United Parcel Service Inc (UPS.N), the world's No. 1 package delivery company, said its international package business will drive results in the near term and that it expects the small-package market to grow faster than the U.S. economy in 2013.
UPS shares were up 2.7 percent in afternoon trading on Thursday after the company reported a higher quarterly profit on strong post-holiday season sales and increased business from online retailers.
The company, which like rival FedEx Corp (FDX.N) is viewed as an economic bellwether because of the volume of goods it handles, said it expects international shipments of packages weighing up to 40 kg (88 pounds) to boost profit in the second quarter.
UPS gets about 20 percent of its business from international deliveries.
"The first quarter was particularly challenging for (international) ... but we feel that the business is prospering and global trade, especially within Europe and Asia, will continue to grow," Chief Financial Officer Kurt Kuehn told Reuters. "So that's probably the area that we'll see the most improvement year over year (in the second quarter)."
However, UPS said it expects shipments of heavier goods -- most of which form a part of the supply chain service it offers businesses -- to remain subdued through 2013.
UPS is coming off a particularly difficult year, when customers cut back on air courier services.
But as consumers shift from air express to cheaper but slower modes of shipping, UPS's stronger North American domestic ground network puts it in a better position than FedEx, which focuses more on international air shipments.
FedEx cut its full-year forecast last month after a lower-than-expected quarterly profit and said it would step-up restructuring efforts and cut capacity in Asia.
UPS said deliveries for online retailers played a big part in its better-than-expected quarterly profit.
"Increased focus by traditional retailers on using their brick-and-mortar locations as distribution sites is creating more pickups at retail locations for ultimate residential delivery," Kuehn said on a post-earnings conference call.
The company's daily package volume in the United States increased 4.4 percent in the first quarter, led by UPS Ground, which delivered 531,000 more packages per day.

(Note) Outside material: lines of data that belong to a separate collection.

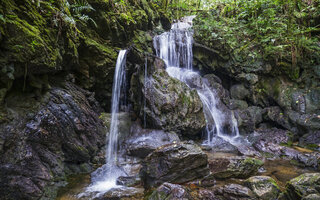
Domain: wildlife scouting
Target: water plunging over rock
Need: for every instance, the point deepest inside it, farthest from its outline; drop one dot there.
(175, 48)
(104, 178)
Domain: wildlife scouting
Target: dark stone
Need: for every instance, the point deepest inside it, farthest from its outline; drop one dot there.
(234, 192)
(48, 139)
(175, 163)
(234, 167)
(311, 140)
(129, 181)
(170, 104)
(239, 92)
(168, 191)
(263, 187)
(144, 141)
(249, 118)
(303, 186)
(238, 104)
(122, 193)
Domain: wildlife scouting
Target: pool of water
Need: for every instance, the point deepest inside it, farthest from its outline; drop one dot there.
(280, 170)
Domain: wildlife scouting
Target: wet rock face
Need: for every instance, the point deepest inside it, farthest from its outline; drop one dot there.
(168, 191)
(233, 192)
(47, 140)
(249, 118)
(170, 104)
(123, 193)
(234, 167)
(175, 163)
(263, 187)
(239, 92)
(303, 187)
(311, 140)
(145, 141)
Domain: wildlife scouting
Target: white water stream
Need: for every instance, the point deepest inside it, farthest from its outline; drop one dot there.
(104, 178)
(175, 48)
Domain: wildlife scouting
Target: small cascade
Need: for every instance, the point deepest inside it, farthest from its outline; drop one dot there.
(175, 48)
(104, 178)
(145, 100)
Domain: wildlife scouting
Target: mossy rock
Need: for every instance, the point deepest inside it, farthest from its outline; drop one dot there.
(263, 187)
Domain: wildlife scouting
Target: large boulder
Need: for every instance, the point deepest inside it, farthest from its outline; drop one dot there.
(144, 141)
(303, 186)
(239, 92)
(250, 118)
(264, 187)
(47, 139)
(170, 104)
(234, 192)
(311, 140)
(175, 163)
(234, 167)
(169, 191)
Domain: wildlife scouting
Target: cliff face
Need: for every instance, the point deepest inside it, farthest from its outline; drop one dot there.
(41, 38)
(267, 89)
(57, 63)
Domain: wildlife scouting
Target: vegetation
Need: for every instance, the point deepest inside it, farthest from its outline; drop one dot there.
(285, 32)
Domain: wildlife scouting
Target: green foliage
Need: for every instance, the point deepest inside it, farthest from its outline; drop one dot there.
(79, 10)
(277, 30)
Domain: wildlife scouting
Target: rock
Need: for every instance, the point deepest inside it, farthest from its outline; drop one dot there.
(170, 104)
(263, 187)
(273, 135)
(305, 122)
(303, 186)
(249, 118)
(175, 163)
(204, 194)
(3, 92)
(237, 104)
(239, 92)
(221, 145)
(215, 83)
(129, 181)
(234, 192)
(168, 191)
(193, 80)
(122, 193)
(234, 167)
(212, 79)
(312, 197)
(145, 141)
(49, 138)
(207, 181)
(309, 159)
(124, 124)
(311, 140)
(276, 115)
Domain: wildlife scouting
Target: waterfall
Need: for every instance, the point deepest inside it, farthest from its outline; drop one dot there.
(175, 48)
(104, 178)
(145, 99)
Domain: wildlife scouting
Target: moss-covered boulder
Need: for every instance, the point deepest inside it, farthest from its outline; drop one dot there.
(234, 167)
(168, 191)
(303, 186)
(263, 187)
(169, 104)
(174, 163)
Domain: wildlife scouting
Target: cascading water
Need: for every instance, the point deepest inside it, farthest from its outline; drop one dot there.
(104, 178)
(175, 48)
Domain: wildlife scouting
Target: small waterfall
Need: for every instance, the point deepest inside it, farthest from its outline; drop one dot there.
(145, 100)
(104, 178)
(175, 48)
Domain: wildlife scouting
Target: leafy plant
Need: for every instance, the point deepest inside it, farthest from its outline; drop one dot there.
(78, 10)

"E-commerce has a greater-than-one-shipment-per-purchase benefit because (UPS) puts a few things in the same box, (and) sometimes things are returned using UPS as well," Morningstar Inc analyst Keith Schoonmaker said.
JUMP ON FEDEX
The company also got a jump start of more than a year over its rival on a service to let customers select from a range of options to schedule dates, locations and times of delivery. FedEx only introduced the service on Tuesday.
UPS's international package revenue was flat in the quarter ended March 31, while sales in the United States rose 3.4 percent. Total revenue rose 2.2 percent to $13.43 billion.
Net income rose to $1.04 billion, or $1.08 per share, from $970 million, or $1 per share, a year earlier.
Excluding items, UPS earned $1.04 per share.
Analysts on average had expected earnings of $1.01 per share, excluding items, on revenue of $13.46 billion, according to Thomson Reuters I/B/E/S.
The company reaffirmed its full-year earnings forecast of $4.80-$5.06 per share.
UPS also said on Thursday it would buy Hungarian pharmaceutical logistics company, CEMELOG Zrt, to strengthen its healthcare reach in Europe. Terms were not disclosed.
"The emerging markets' business-to-consumer (offering) and industry specific solutions like healthcare have enormous potential and UPS continues to invest in them," Chief Executive Scott Davis said.
S&P Capital IQ analyst Jim Corridore, who raised his price target on UPS shares to $100 from $94, said he expected similar deals after UPS's unsuccessful plan to buy Dutch delivery firm TNT Express TNTE.AS for about $7 billion.
UPS dropped plans to buy TNT in January after European regulators said they would veto the deal on antitrust concerns.
UPS shares were up 2.7 percent at $85.79 in afternoon trading on the New York Stock Exchange. The shares had gained more than 5 percent in the 12 months to Wednesday's close but underperformed the S&P 500 .SPX index, which rose 15 percent.